En ces temps d'hystérie collective sur les réseaux sociaux et de radicalisation outrancière, les chats sont encore l'un des rares sujets fédérateurs sur Internet et les vidéastes cauchemardent d'un avenir où seule leur suprématie sera tolérée sur Youtube ; il était donc possible de faire preuve d'un certain scepticisme à l'annonce d'un titre nous permettant d'incarner le fameux félin devenu bien malgré lui un emblème de la toile.
Alors oui, c'est vrai, il y a un bon gros chaton dans ce jeu; il fait les petites oreilles, le petit museau, la petite truffe et puisqu'il fait nuit quasiment tout le temps dans ce jeu, il fait les gros yeux en permanence. De surcroît, nous sommes ici en présence d'un chat intelligent, obéissant et qui comprend parfaitement tout ce qu'on lui dit ; pas de doute, nous sommes bien dans de la science fiction. Car fort heureusement derrière cet attachant héros poilu, Stray est avant tout une véritable proposition d'un univers singulier, de la science fiction soignée qui s'achemine comme la vraie pierre angulaire de cette aventure, au delà de son protagoniste bondissant. Alors oui, l'humanité a encore une fois disparue mais pour une fois, promis, les robots n'y sont pour rien; les pauvres bougres se lamentent encore de la perte de leurs concepteurs et vont jusqu'à reproduire leurs comportements sociaux et leurs attributs vestimentaires; brillante idée que les studios Pixar n'auraient pas reniés et qui confère à ce Stray toute une saveur spécifique et une envie constante d'explorer davantage cet univers foisonnant.
Un désir d'exploration qui sera, hélas, bien vite malmené par le carcan linéaire du titre.

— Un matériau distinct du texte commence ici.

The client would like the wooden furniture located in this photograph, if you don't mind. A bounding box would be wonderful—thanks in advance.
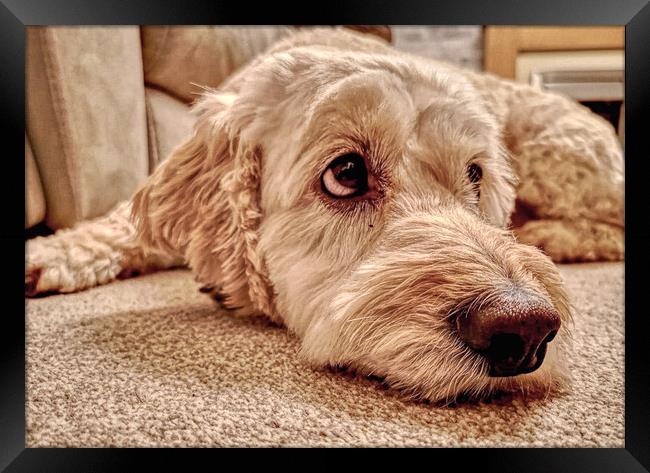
[484,26,625,79]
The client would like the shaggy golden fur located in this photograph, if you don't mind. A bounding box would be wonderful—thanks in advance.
[26,29,623,400]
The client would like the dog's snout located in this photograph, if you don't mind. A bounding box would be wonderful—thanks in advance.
[456,291,560,376]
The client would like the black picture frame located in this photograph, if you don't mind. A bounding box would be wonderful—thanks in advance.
[0,0,650,473]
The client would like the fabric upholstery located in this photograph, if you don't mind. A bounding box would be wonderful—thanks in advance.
[146,87,196,173]
[26,27,149,229]
[25,136,45,228]
[142,26,293,103]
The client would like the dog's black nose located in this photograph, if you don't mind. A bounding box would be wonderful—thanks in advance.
[456,291,560,376]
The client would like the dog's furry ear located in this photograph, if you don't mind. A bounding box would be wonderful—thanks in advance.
[132,92,272,315]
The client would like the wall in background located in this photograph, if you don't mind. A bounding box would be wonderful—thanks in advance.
[391,26,483,70]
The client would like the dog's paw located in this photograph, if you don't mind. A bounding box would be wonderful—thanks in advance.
[25,233,119,297]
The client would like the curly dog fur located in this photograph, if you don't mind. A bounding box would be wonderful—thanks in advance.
[26,29,624,400]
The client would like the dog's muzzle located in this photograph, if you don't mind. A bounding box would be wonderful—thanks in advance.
[456,289,560,377]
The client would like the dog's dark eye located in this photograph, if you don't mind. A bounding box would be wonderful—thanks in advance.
[467,164,483,184]
[321,153,368,198]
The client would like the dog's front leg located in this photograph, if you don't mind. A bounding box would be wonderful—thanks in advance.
[471,75,624,262]
[25,202,183,296]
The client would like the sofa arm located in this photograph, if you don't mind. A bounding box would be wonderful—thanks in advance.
[26,26,149,229]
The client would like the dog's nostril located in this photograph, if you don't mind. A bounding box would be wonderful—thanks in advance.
[484,333,526,365]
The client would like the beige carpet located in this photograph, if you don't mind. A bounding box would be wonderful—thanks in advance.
[27,264,624,447]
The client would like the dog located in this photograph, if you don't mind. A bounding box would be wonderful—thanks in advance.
[26,29,624,401]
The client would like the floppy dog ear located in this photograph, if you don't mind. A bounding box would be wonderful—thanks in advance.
[132,92,273,317]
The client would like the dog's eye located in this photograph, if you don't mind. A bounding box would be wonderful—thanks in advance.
[321,153,368,198]
[467,163,483,184]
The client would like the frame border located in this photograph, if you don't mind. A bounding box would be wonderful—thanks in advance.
[0,0,650,466]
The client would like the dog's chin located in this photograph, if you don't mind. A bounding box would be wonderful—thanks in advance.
[302,302,571,405]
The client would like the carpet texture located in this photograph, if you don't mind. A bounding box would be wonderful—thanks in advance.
[26,263,624,447]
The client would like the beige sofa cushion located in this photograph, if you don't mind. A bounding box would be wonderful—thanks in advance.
[146,87,196,173]
[25,136,45,228]
[26,27,149,229]
[142,26,295,103]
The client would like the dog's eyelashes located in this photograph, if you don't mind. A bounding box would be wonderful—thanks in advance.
[467,163,483,184]
[321,153,368,195]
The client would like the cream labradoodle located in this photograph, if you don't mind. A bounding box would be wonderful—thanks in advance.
[26,29,624,400]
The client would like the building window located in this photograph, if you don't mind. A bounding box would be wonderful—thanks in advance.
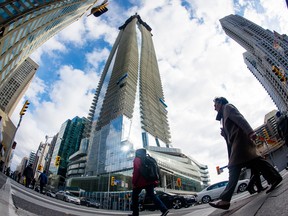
[6,4,18,15]
[0,8,10,19]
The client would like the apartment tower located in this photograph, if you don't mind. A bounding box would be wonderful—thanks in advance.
[0,57,38,117]
[68,14,209,191]
[220,15,288,111]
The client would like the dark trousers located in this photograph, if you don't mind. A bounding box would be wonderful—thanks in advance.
[132,185,168,216]
[247,169,263,191]
[220,157,281,202]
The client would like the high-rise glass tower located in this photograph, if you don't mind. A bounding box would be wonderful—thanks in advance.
[67,14,209,191]
[0,57,38,117]
[0,0,97,86]
[220,15,288,111]
[49,116,87,178]
[86,15,170,175]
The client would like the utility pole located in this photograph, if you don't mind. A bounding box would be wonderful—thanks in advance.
[2,100,30,172]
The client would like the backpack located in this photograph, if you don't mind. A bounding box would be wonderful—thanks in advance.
[140,154,160,182]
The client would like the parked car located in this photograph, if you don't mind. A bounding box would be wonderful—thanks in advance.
[34,185,46,194]
[139,190,196,211]
[55,191,80,205]
[46,190,56,198]
[80,197,100,208]
[196,179,249,203]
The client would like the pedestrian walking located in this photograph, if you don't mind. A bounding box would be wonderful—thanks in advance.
[23,164,34,187]
[39,170,48,193]
[209,97,282,210]
[130,149,169,216]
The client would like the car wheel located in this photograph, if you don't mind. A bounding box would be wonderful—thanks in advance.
[237,183,247,193]
[201,195,211,203]
[173,199,182,209]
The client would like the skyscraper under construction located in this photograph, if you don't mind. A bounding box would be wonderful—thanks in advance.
[0,0,97,87]
[68,14,209,191]
[220,15,288,111]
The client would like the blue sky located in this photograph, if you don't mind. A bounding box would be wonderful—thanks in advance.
[12,0,288,182]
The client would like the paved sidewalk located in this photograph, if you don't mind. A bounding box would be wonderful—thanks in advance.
[209,170,288,216]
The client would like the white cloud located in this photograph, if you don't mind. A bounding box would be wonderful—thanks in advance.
[9,0,288,182]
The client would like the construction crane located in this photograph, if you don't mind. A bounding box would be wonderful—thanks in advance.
[88,0,109,17]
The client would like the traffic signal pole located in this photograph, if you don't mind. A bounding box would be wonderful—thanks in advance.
[2,100,30,172]
[2,115,22,172]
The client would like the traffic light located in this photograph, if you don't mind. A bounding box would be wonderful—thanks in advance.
[263,128,270,139]
[20,100,30,116]
[176,178,182,187]
[111,176,115,186]
[216,166,223,175]
[55,155,61,167]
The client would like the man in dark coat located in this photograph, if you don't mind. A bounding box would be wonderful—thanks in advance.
[130,149,169,216]
[209,97,282,209]
[23,164,34,187]
[39,170,48,193]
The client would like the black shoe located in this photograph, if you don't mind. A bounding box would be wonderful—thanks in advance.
[209,200,230,210]
[266,176,283,193]
[247,188,256,195]
[257,186,268,193]
[246,185,256,195]
[161,210,169,216]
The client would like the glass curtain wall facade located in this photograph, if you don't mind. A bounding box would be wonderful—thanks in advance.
[67,14,209,192]
[49,116,87,178]
[220,15,288,111]
[0,0,97,86]
[0,57,38,117]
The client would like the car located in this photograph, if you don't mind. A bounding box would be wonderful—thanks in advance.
[46,190,56,198]
[55,191,80,205]
[139,190,196,211]
[80,197,100,208]
[196,179,249,203]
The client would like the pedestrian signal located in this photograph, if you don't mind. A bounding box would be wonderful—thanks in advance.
[111,176,115,186]
[216,166,223,175]
[55,155,61,167]
[263,128,270,139]
[19,100,30,116]
[176,178,182,187]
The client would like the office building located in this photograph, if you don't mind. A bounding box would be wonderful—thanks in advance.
[67,14,209,192]
[220,15,288,111]
[0,0,97,87]
[49,116,87,186]
[28,151,36,164]
[0,57,38,117]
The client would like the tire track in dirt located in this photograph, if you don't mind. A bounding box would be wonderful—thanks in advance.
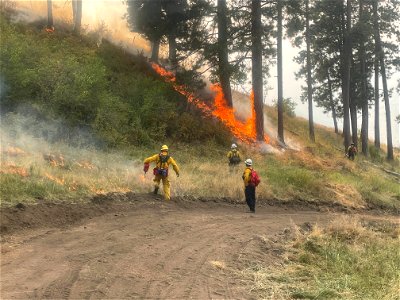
[1,198,332,299]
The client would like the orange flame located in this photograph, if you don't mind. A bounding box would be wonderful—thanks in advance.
[43,154,65,167]
[44,173,65,185]
[0,162,29,177]
[151,63,269,143]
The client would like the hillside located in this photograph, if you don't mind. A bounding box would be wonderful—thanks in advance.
[1,12,400,209]
[0,9,400,300]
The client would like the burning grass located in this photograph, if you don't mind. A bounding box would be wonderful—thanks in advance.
[152,63,269,143]
[0,140,399,208]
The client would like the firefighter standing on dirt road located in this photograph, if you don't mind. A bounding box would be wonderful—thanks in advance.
[143,145,179,200]
[227,144,242,172]
[242,158,260,213]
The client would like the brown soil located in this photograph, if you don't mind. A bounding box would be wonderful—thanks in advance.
[0,193,394,299]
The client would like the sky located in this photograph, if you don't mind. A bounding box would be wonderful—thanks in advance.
[11,0,400,147]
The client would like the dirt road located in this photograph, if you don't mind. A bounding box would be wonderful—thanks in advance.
[1,195,335,299]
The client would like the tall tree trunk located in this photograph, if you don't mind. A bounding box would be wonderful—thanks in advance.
[168,33,178,68]
[379,58,394,160]
[47,0,54,29]
[359,0,369,156]
[349,71,358,147]
[217,0,233,107]
[328,70,339,134]
[372,1,394,160]
[71,0,77,27]
[277,0,285,143]
[306,0,315,142]
[150,39,160,63]
[372,1,381,149]
[342,0,352,151]
[73,0,82,34]
[251,0,264,141]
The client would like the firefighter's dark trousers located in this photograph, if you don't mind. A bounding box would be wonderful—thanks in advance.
[244,185,256,212]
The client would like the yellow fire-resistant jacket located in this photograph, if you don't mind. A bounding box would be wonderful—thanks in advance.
[144,154,179,175]
[242,167,253,186]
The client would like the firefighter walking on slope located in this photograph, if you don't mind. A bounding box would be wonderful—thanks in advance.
[227,144,242,172]
[143,145,179,200]
[242,158,260,213]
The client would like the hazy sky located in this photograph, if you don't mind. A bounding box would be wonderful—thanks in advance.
[12,0,400,146]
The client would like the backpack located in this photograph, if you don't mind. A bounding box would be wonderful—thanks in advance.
[229,151,240,165]
[249,170,261,186]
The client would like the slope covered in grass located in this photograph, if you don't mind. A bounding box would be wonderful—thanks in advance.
[0,15,400,209]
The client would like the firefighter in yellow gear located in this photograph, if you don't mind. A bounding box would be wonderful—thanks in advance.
[226,144,242,172]
[143,145,179,200]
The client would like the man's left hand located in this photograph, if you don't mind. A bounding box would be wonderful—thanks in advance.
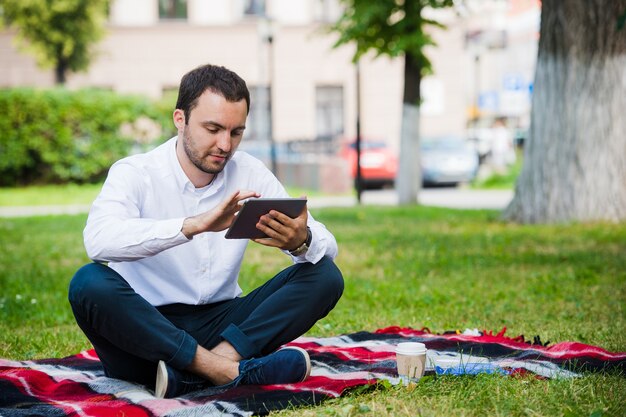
[252,202,308,251]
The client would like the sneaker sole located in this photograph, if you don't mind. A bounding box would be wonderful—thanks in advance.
[281,346,311,382]
[154,361,168,398]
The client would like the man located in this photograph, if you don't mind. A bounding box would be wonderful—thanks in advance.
[69,65,343,397]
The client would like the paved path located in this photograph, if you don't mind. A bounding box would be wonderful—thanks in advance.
[0,188,513,217]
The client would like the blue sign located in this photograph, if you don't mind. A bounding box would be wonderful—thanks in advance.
[478,91,498,111]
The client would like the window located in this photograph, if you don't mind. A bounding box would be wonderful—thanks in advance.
[313,0,342,23]
[315,86,344,139]
[243,0,265,16]
[159,0,187,20]
[244,86,270,141]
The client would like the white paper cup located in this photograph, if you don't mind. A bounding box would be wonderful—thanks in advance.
[396,342,426,384]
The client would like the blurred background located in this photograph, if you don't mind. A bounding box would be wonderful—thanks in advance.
[0,0,541,193]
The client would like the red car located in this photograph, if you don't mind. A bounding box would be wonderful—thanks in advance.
[341,141,398,188]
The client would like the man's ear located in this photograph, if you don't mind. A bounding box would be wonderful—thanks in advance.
[173,109,185,130]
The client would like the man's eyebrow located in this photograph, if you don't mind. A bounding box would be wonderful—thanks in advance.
[201,120,246,130]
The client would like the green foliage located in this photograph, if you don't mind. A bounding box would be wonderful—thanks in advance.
[331,0,453,75]
[2,0,109,83]
[0,88,171,186]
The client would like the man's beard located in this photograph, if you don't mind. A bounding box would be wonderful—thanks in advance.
[183,127,232,174]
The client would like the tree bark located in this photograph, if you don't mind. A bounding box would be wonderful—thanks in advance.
[504,0,626,223]
[396,54,422,204]
[54,54,67,85]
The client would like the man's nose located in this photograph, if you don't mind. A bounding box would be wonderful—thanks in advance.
[217,130,232,153]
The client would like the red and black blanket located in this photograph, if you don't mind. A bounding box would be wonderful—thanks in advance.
[0,327,626,417]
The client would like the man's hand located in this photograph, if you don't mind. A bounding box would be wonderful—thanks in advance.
[252,198,308,251]
[181,191,261,239]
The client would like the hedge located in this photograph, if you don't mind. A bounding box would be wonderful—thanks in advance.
[0,88,173,186]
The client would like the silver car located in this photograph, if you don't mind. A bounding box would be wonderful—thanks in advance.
[420,136,478,186]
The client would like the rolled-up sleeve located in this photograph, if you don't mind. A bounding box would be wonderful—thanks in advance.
[287,213,339,264]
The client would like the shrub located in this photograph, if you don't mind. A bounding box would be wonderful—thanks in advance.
[0,88,172,186]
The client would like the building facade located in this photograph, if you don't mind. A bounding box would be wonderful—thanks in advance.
[0,0,538,189]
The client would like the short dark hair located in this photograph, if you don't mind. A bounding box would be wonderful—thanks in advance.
[176,64,250,124]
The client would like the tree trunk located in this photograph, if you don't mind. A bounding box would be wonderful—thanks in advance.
[504,0,626,223]
[54,57,67,85]
[396,54,422,204]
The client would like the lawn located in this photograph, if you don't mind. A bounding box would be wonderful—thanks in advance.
[0,207,626,417]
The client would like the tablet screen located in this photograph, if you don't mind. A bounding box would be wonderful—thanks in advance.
[226,198,307,239]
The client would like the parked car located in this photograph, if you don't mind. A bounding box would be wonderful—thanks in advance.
[341,141,398,188]
[420,136,479,186]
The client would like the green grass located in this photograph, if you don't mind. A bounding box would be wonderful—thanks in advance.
[0,184,330,207]
[0,207,626,417]
[0,184,102,206]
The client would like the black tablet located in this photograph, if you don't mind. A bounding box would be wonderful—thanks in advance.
[226,198,307,239]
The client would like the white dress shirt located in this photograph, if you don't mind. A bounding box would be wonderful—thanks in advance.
[83,137,337,306]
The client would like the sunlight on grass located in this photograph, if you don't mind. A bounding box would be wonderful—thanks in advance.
[0,206,626,417]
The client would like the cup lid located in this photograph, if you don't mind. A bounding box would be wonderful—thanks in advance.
[396,342,426,355]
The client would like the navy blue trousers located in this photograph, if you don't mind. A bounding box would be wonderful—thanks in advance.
[68,258,343,387]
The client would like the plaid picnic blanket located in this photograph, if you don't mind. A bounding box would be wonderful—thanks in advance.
[0,327,626,417]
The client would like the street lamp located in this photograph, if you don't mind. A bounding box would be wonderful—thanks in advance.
[259,15,278,177]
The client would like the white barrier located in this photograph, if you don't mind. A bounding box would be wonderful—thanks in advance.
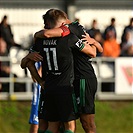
[0,57,133,100]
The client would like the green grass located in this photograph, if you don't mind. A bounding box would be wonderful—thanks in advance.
[0,101,133,133]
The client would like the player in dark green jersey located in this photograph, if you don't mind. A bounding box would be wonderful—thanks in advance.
[35,18,103,133]
[21,11,93,132]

La première zone importante offre pourtant de belles promesses en matière de liberté avec ces multiples quêtes à accomplir, son Level Design ingénieux exploitant la verticalité qu'affectionnent les chats intrépides et ses nombreux protagonistes attachants à rencontrer ; mais en vérité, le jeu se révèle seulement plus malléable dans l'accomplissement de ses objectifs, avec une poignée rachitique de secrets annexes à découvrir, au lieu d'offrir une structure réellement ouverte. Un effet carte postale donc qui n'atteint pas la formule anti-immersive d'un Final Fantasy XIII mais qui confère néanmoins le sentiment que le titre passe à côté de son potentiel véritable et cette première zone semble ainsi constituer l'esquisse d'une intention initiale qui n'aura pas pu être concrétiser sur le long terme. Qu'à cela ne tienne puisque les niveaux linéaires s'en sortent honorablement dans leur formule classique ; courses poursuites, énigmes et un brin de plate formes, le cocktail habituel est présent et efficace, pour peu d'adhérer à une formule qui se veut accessible, sans verser pour autant dans l'assistance outrancière (et oui, même le sempiternel niveau d'infiltration est présent mais s'en tire là aussi avec les honneurs, même si un certain terrain de basket vous occasionnera peut être quelques excès de rage).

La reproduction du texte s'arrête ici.